Abstract – High Dimensional cancer microarray is devilishly challenging while finding the best features for classification. In this  paper a new algorithm is proposed based on iterative qualitative mutual information to choose the features that can provide optimal  feature set with reliability, stability, and best classification results. It finds the qualitative (i.e. utility) score of each feature with the  help of Random Forest algorithm and combines it with mutual information of each feature with its class variable. Adding a qualitative  measure along with mutual information can improve the robustness and find redundant features in data. The proposed algorithm has  been compared with other representative methods through the ten microarray based cancer datasets in terms of number of features and  classification accuracy of three well-known classifiers: Naïve Bayes, IB1 and C4.5. Experimental results show that the proposed  approach is effective in producing an optimal feature subset and improves the accuracy of these datasets. 

Introduction – Today, the data available are high Dimensional in  nature and this nature of data has become a significant  issue. The size of the available datasets is high in  terms of both the number of features in each sample  and the number of data samples. There has been  a lot of research going on high dimensional  microarray data. Microarray datasets have a  characteristic of having large number of genes but  very less number of samples, which leads to an  unsound application of classification methods. Many of researchers have shown that  the high dimensional data sets contain redundant and  irrelevant genes and these redundant genes greatly  affect the performance of the classifier. So, in order to improve the performance of the classifier and remove  the redundant features, feature selection has become  an important task in case of microarray data.

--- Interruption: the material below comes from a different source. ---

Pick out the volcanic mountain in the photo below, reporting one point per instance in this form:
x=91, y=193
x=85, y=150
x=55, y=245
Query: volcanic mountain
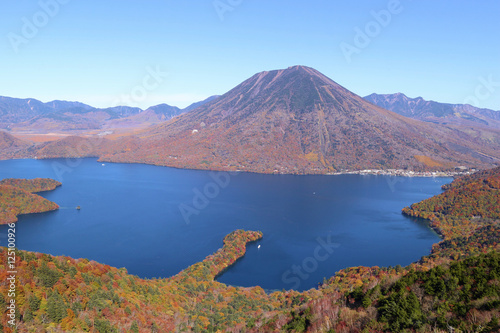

Table 1 – Dataset Description 

Dataset Samples Original genesPreprocessed  genesClasses
Colon_1 37 22883 8826 2
Prostate 102 12600 5966 2
Breast 97 24482 5000 2
Colon 62 2000 2000 2
SRBCT 83 2308 2308 4
Endometrium 42 8872 3000 4
Leukemia 72 7129 7129 3
Melanoma 38 8076 8076 3
CNS-v1 34 7129 2277 2
Lung 32 12533 12533 2

Conclusion – This paper proposes and implements a feature  subset selection algorithm useful for microarray data.  In the Algorithm 1, qualitative mutual information  measure is considered to remove the irrelevant as well  as the redundant features from the data. It also  exhibits the robust and stable gene subset. Random  Forest algorithm is implemented in between this  proposed algorithm to find importance score of each  feature. This importance score is utilized as it is  helpful in finding the correlation as well as interaction  between the features. Using this property, this paper  calculates the share of preference for each variable.  This share of preference has been used as utility  measure along with mutual information of each  variable with class/target. It also resolves the short  coming of random forest by balancing each dataset  before giving it as input to the Random forest  algorithm. The classification results on ten microarray data depicts that the Algorithm 1  has improved the accuracy as compared to other feature selection methods for seven out of ten  datasets. For two of the datasets, melanoma and  leukemia the proposed RFST algorithm is performing better. Algorithm 1 is also effective in producing a  reliable gene subset. One of the statistical tests named  Friedman test applied on the algorithms also proves  that the Algorithm 1 is significantly better than other  feature selection algorithms. When Algorithm 1 is  compared with latest gene selection algorithms, it is observed that Algorithm 1 is at par with  them.